Thanks Matt, I appreciate your comments, but. I am a Thunderbird user of 10+ years, working on El Capitan on my Macbook on Rackspace accounts. There was indeed a flurry of reported Thunderbird failures around 27th August. Thunderbird hasn't retrieved mail on this particular account since then. Thunderbird won't compact the folder, it hangs without completing. It's a bug, but I don't know what bug. Blaming the provider won't fix Thunderbird.

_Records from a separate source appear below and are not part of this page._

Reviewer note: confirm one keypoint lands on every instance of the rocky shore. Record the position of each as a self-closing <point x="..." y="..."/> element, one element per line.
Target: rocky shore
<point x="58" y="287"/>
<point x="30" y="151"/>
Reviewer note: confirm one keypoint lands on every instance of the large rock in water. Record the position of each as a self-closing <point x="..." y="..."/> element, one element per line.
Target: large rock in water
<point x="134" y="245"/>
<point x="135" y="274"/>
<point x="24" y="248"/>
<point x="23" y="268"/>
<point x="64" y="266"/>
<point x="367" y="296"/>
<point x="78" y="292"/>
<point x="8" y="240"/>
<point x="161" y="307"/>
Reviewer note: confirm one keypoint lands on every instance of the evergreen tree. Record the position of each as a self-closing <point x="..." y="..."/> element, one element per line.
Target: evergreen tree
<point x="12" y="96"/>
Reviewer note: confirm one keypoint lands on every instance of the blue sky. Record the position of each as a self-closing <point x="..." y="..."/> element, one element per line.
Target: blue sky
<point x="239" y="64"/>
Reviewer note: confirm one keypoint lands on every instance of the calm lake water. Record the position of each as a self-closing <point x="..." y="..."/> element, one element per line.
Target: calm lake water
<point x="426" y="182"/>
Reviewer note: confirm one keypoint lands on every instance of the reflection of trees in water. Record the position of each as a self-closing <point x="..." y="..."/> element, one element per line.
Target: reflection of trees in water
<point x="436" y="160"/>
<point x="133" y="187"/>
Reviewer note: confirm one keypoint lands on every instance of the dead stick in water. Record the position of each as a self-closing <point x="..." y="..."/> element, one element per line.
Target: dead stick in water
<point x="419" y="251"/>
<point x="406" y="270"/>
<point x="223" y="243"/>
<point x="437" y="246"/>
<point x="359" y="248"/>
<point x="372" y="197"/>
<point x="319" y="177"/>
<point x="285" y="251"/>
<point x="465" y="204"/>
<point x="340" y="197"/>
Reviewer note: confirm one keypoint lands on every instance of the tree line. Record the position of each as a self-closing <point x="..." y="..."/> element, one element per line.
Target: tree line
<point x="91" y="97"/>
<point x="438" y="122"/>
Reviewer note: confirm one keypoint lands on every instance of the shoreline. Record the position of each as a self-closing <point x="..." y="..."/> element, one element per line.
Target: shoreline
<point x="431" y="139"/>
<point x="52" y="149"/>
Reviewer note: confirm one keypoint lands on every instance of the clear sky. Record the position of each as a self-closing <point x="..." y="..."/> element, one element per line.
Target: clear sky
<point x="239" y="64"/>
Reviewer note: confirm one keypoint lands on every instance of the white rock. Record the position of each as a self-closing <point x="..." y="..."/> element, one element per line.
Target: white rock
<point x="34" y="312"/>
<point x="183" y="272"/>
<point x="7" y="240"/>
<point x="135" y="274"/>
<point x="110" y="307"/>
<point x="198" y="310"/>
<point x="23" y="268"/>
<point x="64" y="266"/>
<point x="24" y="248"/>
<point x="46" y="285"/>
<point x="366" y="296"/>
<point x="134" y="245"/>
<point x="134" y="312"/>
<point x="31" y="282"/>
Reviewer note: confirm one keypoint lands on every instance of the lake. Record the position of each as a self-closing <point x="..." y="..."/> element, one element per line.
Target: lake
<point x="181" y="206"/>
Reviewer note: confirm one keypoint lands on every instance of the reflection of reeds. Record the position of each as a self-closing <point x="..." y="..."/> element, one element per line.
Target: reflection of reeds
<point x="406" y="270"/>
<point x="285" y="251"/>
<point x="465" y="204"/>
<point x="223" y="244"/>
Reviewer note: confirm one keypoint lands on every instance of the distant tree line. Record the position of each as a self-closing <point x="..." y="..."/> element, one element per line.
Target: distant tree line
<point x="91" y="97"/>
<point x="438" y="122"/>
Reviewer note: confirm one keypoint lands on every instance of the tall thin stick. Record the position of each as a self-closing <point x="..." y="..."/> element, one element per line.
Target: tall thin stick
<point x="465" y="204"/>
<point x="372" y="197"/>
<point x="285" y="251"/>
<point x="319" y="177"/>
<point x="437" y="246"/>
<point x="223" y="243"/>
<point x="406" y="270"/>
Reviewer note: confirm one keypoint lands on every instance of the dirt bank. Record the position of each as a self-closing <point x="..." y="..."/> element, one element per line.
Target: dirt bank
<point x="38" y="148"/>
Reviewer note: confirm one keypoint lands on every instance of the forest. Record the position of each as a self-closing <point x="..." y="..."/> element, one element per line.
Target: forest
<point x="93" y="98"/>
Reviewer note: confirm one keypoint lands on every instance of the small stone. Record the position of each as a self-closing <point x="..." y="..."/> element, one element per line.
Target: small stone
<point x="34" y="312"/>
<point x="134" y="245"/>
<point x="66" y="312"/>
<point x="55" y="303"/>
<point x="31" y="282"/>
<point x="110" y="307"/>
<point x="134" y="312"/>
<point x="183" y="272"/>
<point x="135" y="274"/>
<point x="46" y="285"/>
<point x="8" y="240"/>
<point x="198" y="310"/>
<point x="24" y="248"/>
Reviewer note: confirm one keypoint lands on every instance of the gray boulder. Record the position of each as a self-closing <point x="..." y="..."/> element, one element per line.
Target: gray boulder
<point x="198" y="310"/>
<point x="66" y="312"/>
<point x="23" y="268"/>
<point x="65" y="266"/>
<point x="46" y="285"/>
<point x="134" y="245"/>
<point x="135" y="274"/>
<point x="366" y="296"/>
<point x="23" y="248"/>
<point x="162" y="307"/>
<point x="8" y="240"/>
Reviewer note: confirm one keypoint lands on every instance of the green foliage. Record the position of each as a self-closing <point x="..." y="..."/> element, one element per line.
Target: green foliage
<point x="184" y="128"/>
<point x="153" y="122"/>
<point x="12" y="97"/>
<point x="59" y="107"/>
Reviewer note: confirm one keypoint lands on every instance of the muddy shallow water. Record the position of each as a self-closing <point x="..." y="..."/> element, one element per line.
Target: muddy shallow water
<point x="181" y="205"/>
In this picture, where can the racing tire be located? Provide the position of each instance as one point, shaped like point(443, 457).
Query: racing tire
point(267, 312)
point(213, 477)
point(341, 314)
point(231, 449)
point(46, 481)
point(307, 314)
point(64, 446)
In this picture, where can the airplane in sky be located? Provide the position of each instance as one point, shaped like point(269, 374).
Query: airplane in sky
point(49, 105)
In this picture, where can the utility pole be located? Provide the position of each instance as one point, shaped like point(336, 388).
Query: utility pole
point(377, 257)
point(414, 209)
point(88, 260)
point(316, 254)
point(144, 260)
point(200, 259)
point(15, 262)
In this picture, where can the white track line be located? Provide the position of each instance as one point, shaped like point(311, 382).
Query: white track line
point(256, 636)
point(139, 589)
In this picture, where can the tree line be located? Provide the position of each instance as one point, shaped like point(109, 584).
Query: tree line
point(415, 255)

> goes through the motions of getting the mail, but nothing is downloaded.
Does "checking inbox for new messages" - in the status bar - what you mean by the going through the motions?
What exactly is shown in tools | activity manager and tools | error console when you do this?
And, who is your mail provider?
Hi Wayne, thanks for that and thanks for taking the time -
When I click Get Messages from the action bar in version 45.3.0:
Activity Manager reports "checking inbox for new messages"
Error Console reports:
Timestamp: 29/09/2016, 00:17:15 Error: An error occurred executing the cmd_getNewMessages command: [Exception... "Component returned failure code: 0x8055000a [nsIMsgIncomingServer.getNewMessages]" nsresult: "0x8055000a (<unknown>)" location: "JS frame :: chrome://messenger/content/mailWindowOverlay.js :: GetNewMsgs :: line 2723" data: no] Source File: chrome://global/content/globalOverlay.js Line: 103
searching on 0x8055000a and other bits yields these possibilities, in no particular order: - Inbox folder is busy - Norton - using menu to get messsages for *single* account works - creating a new profile helped (but don't know why)
WHO IS YOUR MAIL PROVIDER?
Mail provider is Rackspace.
Only 1 out of 4 accounts is failing to update, other 3 are fine, all Rackspace.
Using menu to get mail returns same error.
I did create a new profile, and followed the steps to switch to it, hasn't made any difference.
Norton? Is just a folk memory of years and years ago! I'm on Mac, no anti-virus stuff anywhere that I'm aware of.